Aws Apigateway for Fun and Profit
At we’re currently in the process of reconfiguring our monitoring, logging and alerting setup.
Obviously this is something near and dear to my heart. At my previous employer we did everything in house due to various constraints. I’ve got a rich set of experiences in this space so my first inclination was to build not buy. However, due to OTHER constraints, building was not a practical solution at present.
After much research and evaluation, we finally settled on the following stack:
- Loggly
- SignalFx
- OpsGenie
I’m not going into reasons for switching in this post or details about WHY these providers were chosen. This is to discuss a specific AWS service and how it can really change the nature of ChatOps and more.
Integration
Our monitoring and metrics provider, SignalFx, is still building out its integrations. They have a rich set already and are iterating very quickly but coupled with the migration to OpsGenie, we needed to work out a solution for wiring the two together. Using the power of google, I came across a great post from R.I. Pienaar about leveraging Lambda and the AWS API Gateway products.
In his post, he didn’t really go over the API Gateway configuration so I figured I would document what I “figured out” for others.
The flow
The above post covers most of it but the general idea is:
- SignalFx Alerting webhook fires
- AWS API Gateway gets webhook and fires off a Lambda task
- Lambda task translates webhook into OpsGenie create alert api call
- OpsGenie wakes you from a dead sleep
Now you might wonder why go through all this hassle? OpsGenie can create email integrations and SignalFx can send alerts to email address.
It’s about context.
When email alerts come in to OpsGenie, they’re just “pings”: {% blockquote %} Hey this thing sent us an email and here’s the subject. Log in to the website to see the body {% endblockquote %}
Frankly there’s not much else they can do. SignalFx will also send another email when an alert auto-clears but to OpsGenie, that’s another “ping”. It’s unrelated to the previous email.
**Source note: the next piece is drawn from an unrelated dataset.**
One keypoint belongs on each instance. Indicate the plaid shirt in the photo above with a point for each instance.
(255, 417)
As you can see above this could get painful and I already have issues with “alert fatigue”.
Additional, even if you DID log into the OpsGenie website to look at the details, there’s really not much there:
Yeah that’s helpful…
So we need to accomplish two things:
- Correlate alerts and auto-closes from SignalFx
- Get some damn context into the alert so we can act intelligently on it
The end result, gives us this:
and that’s MUCH more useful.
How we did it
AWS API Gateway is a PRETTY intimidating thing. There’s lots of very specific terminology and frankly I found the docs not so useful. The general idea is this:
- Create an api
- Create a “resource” this is just a route that the api gateway responds to i.e.
/signalfx_to_loggly
viaPOST
- Create a “model”: This is a json schema that describes what the incoming
POST
body looks like and its content type - Create an “integration request”: What do you do when you get it? In this case call a Lambda task
There are also concepts like “stages” which frankly were a bit useless in my case. In the end, after you get all of this wired up, you’ll be given a url that looks something like this:
https://<random id>.execute-api.<region>.amazonaws.com/<stage name>/<resource name>
and that’s your webhook url.
Models
In the case of SignalFx, a webhook post looks like this:
{
"incidentId":"XXXXXXX",
"detectorUrl":"https://app.signalfx.com/#/detector/XXXXXXX/edit",
"status":"too high",
"rule":"500 errors over 10",
"severity":"Major",
"eventType":"_SF_PLOT_KEY_XXXXXXX_3_17",
"currentValue":"2",
"sources":"chef-external-elb",
"detector":"ELB 5xx Detector"
}
which translates to the following model:
{
"$schema": "http://json-schema.org/draft-04/schema#",
"title": "signalfx-webhook-model",
"type": "object",
"properties": {
"incidentId": {"type":"string"},
"detectorUrl":{"type":"string"},
"status":{"type":"string"},
"rule":{"type":"string"},
"severity":{"type":"string"},
"eventType":{"type":"string"},
"currentValue":{"type":"string"},
"sources":{"type":"string"},
"detector":{"type":"string"}
}
}
The lambda function
I’m still cleaning up the banged out code for the Lambda function to post on github however here’s the relevant bits from the opsgenie.js
file I added to R.I.’s code:
sfxNotification: function(event, config) {
var result = {
apiKey: config.api_key,
alias: event.incidentId,
note: event.detectorUrl,
message: "Alert: "+event.rule+" ("+event.detector+")",
description = "Current value
details: event,
Tags = ["`ok`", "`too high`", "`too low`", "`anomalous`"